Our kennel name is AdoreABull 










They do have awesome personalities, but have a stubborn streak which is legendary. And they say, don't walk them further than you can carry them back!


----------



## Cindy416 (May 2, 2009)

KathyBell said:


> Our kennel name is AdoreABull
> 
> 
> 
> ...


Love the comment about not walking them farther than you can carry them!

My favorite dog of all time is a laborador, so I have to admit a huge preference for labs. That said, the photos here are precious! I'd love to have one of those puppies sitting on my lap right now.


----------



## KathyBell (Nov 7, 2009)

Cindy416 said:


> Love the comment about not walking them farther than you can carry them!
> 
> My favorite dog of all time is a laborador, so I have to admit a huge preference for labs. That said, the photos here are precious! I'd love to have one of those puppies sitting on my lap right now.


Bulldogs and labs are at opposite ends of the spectrum. It's hard to believe bulldogs are in the same group as Poodles in the show ring! Those are two breeds which are virtually impossible to compare


----------



## Jane917 (Dec 29, 2009)

Love your puppies! I had a bulldog years ago. His name was Dozer, short for Bulldozer. He was very gentle and lovable with my kids, who were quite young at the time. You hit the nail on the head about not walking them farther than you can carry them back! I have so many stories to tell....like the many times he snuffed out the pilot light on the hot water heater with his snore/snorts.....his long tongue sticking to the linoleum floor when he slept with it hanging out.....the kids deciding they would brush his teeth (and he never woke up!). Unfortunately, Dozed died of cancer when he was only 5. We miss him to this day.

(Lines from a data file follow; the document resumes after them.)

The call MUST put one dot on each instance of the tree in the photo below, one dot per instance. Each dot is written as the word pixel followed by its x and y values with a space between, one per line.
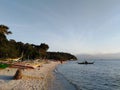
pixel 4 30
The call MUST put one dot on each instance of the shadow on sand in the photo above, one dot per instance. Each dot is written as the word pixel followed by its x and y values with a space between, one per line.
pixel 4 77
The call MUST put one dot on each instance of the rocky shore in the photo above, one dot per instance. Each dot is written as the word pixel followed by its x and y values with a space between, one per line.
pixel 32 79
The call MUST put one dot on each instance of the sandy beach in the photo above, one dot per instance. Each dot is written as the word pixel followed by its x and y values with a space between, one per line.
pixel 33 79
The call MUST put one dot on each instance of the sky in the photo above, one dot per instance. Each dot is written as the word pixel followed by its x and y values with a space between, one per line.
pixel 74 26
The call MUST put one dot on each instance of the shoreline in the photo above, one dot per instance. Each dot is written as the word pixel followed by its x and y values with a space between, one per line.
pixel 33 79
pixel 45 77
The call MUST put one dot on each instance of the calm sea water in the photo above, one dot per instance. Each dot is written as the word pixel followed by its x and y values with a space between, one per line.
pixel 102 75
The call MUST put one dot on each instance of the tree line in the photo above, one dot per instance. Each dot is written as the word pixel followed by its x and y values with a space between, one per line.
pixel 13 49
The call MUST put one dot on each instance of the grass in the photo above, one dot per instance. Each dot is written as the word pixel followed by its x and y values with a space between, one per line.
pixel 3 65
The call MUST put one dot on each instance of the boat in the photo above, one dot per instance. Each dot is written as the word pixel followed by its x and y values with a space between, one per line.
pixel 85 62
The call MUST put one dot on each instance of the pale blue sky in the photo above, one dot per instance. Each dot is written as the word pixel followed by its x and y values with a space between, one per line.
pixel 75 26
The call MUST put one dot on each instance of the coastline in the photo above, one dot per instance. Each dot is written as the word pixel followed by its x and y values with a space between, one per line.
pixel 33 79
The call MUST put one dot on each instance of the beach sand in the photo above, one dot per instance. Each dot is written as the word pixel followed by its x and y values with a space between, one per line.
pixel 39 78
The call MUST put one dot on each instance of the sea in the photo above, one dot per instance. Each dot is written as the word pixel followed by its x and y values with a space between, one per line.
pixel 102 75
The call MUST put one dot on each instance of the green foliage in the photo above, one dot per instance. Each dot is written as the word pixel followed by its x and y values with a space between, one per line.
pixel 3 65
pixel 13 49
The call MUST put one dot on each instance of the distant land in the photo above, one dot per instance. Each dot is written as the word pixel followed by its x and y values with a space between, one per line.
pixel 99 56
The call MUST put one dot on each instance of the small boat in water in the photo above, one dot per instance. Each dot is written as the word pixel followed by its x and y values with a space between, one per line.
pixel 85 62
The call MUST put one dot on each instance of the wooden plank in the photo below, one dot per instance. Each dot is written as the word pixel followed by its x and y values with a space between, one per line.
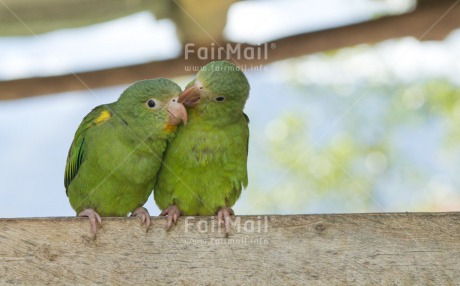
pixel 335 249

Good luck with your pups.....and may they all go to good homes!


----------



## theaatkinson (Sep 22, 2010)

Cindy416 said:


> Love the comment about not walking them farther than you can carry them!
> 
> My favorite dog of all time is a laborador, so I have to admit a huge preference for labs. That said, the photos here are precious! I'd love to have one of those puppies sitting on my lap right now.


holy crow that's one cute pup! I have a lab but love all things baby. everything but rodents are cute to me as newbies.


----------



## Cindy416 (May 2, 2009)

theapatra said:


> holy crow that's one cute pup! I have a lab but love all things baby. everything but rodents are cute to me as newbies.

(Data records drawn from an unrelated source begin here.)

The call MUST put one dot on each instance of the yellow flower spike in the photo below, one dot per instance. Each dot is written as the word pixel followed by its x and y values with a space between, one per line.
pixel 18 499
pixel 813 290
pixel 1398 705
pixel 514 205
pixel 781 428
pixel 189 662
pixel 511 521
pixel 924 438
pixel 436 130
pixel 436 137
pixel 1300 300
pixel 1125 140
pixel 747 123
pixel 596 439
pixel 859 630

I'm with you on all things baby except rodents and snakes.


----------



## Annalog (Dec 28, 2008)

Thanks for posting the pictures of those cute puppies. One reminded both DH and me of a spaniel mix puppy we had 28 years ago that we named Bernie due to her looking like a baby Saint Bernard when she was a puppy.


KathyBell said:


>


Of course, Bernie had longer legs.


----------



## Kindle Krista (Jan 19, 2011)

Oh my goodness. I am in love!!!!


----------



## prairiesky (Aug 11, 2009)

Awww!  Your photos are so sweet.  Those guys are little tanks.


----------



## KathyBell (Nov 7, 2009)

I had never heard of 



 before today...I am going to HAVE to do a puppybowl with the bulldogs; they have the perfect build to play football players, and are so funny to watch playing anyway. My kids like fooling around with the video camera and editing programs, and since I make up a DVD for every new puppy owner, it would be fun to theme it. We also plan to make calendars this year for our annual bully party (called, appropriately, Festibull).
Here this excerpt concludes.